Having been born in Argentina, and living the first three decades of my life there, you have to understand my negative view of economic interventionism. Argentina was one of the richest countries in the world until… until the economic order began to be ruled by interventionism, economic policies pushed by the champions of a badly conceived “social justice” usually labeled “Peronism” after the leader who implemented most of those policies. A policy that turned a country of European immigrants into a land where the most productive are thinking how best to leave.
My confidence in the importance of economic freedom has not waned. Although well-intentioned critics argue that we live in a world of economic liberalism, since we keep measurements, we never had such a high level of taxation in relationship with GDP in the OECD (over the three dozen of the top economies of the world). Government spending is exploding and monetary interventionism shows little restraint. Many of the failures you see today are not failures of economic liberalism but of neo-statism. State and quasi-state actors are omnipresent in central banking, energy (oil), communications, and countless areas.
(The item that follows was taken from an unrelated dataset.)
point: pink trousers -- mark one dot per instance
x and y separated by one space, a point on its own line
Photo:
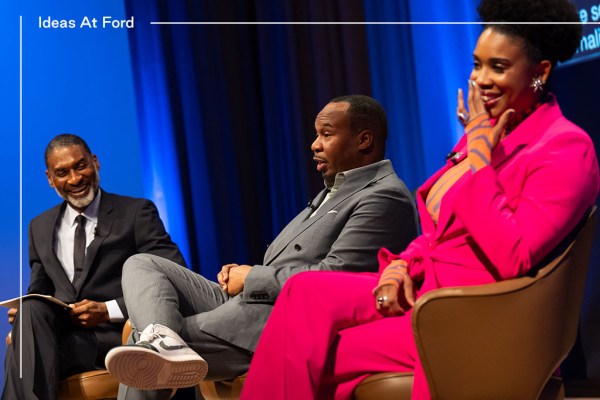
325 336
I understand, however, that most of the attacks on freedom now comes from areas beyond economics. Free speech in today’s media, academic and corporate worlds, is under attack. The “cancel” culture. But no one gets canceled in a university for being in favor of more or less money printing, promoting lower or higher taxes, or promoting different ideas on free or managed trade. But when you speak in favor of proven values, which have led to successful lives, such as traditional marriage, freedom of association, respecting the sacredness of human life, from the womb to the deathbed, or you express concern for illegal immigration, you ran the risk of losing your academic or corporate job. In our case, think tanks that depend on donations, we run the risk of losing donors. You get canceled by speaking about values, not by speaking in favor of economic freedom.
Many talented social scientists are afraid and do not have the courage to study the economic and social implications of living according to different values. One of the best scholars on the family, Pat Fagan, correctly points out that in addition to the fear of being “canceled” in influential academic circles, others, who experienced divorce, or played some role in the killing of life in the womb, avoid studying these topics for personal reasons, perhaps for fearing of being confronted with the pain that they have caused to others and themselves. At Acton Institute, we try to give a voice and disseminate the work of scholars, such as Brad Wilcox, at the University of Virginia, who are superb social scientists and do not neglect these important topics. We need many more like him. Most of you are such scholars.
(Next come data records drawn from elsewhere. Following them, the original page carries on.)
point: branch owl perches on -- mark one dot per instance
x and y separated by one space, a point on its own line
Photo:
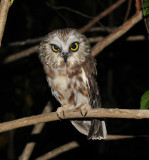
71 71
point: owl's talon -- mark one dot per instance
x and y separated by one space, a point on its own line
60 113
84 110
83 115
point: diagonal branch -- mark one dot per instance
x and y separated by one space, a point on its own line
4 7
92 113
116 34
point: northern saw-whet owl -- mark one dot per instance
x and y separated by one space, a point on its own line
71 72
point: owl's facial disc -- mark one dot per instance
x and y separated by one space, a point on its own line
72 48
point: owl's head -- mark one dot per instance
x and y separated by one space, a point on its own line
64 47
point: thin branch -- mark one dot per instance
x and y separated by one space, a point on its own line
129 38
101 15
59 150
4 7
36 130
128 10
92 113
116 34
69 9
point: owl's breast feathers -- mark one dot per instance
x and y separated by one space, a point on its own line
70 85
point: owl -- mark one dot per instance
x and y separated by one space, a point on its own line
71 72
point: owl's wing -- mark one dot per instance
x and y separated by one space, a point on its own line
97 128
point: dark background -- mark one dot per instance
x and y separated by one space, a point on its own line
122 77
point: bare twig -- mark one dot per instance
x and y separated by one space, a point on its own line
36 130
4 7
128 10
101 15
69 9
59 150
116 34
96 113
130 38
21 54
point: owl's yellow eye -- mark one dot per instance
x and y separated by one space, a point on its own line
55 48
74 46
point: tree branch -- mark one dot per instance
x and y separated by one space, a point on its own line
116 34
101 15
4 7
92 113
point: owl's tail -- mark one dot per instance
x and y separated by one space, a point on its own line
94 129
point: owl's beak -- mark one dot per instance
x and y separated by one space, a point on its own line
65 56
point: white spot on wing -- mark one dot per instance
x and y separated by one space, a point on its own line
85 79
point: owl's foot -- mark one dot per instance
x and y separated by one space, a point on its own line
84 109
61 111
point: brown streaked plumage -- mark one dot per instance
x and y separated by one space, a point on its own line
71 72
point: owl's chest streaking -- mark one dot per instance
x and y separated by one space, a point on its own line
70 86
Let me conclude with a call for your new college to be a house for courageous academics who will be part and lead a new scholastic movement that without neglecting the truths about economics, will not be afraid to analyze life, family, religion, with the utmost detail and respect for the new scientific discoveries and the truth about the human person and human freedom. It is my hope that this Intermarium College which you are starting will continue to attract and nurture such scholars.
You have many challenges ahead, but Polish civil society confronted the Swedish invasions, resisted the totalitarians from the Nazis and from the Soviets. And now you have to confront the totalitarianism of the politically correct and the cancel culture. You can do it. Let’s roll.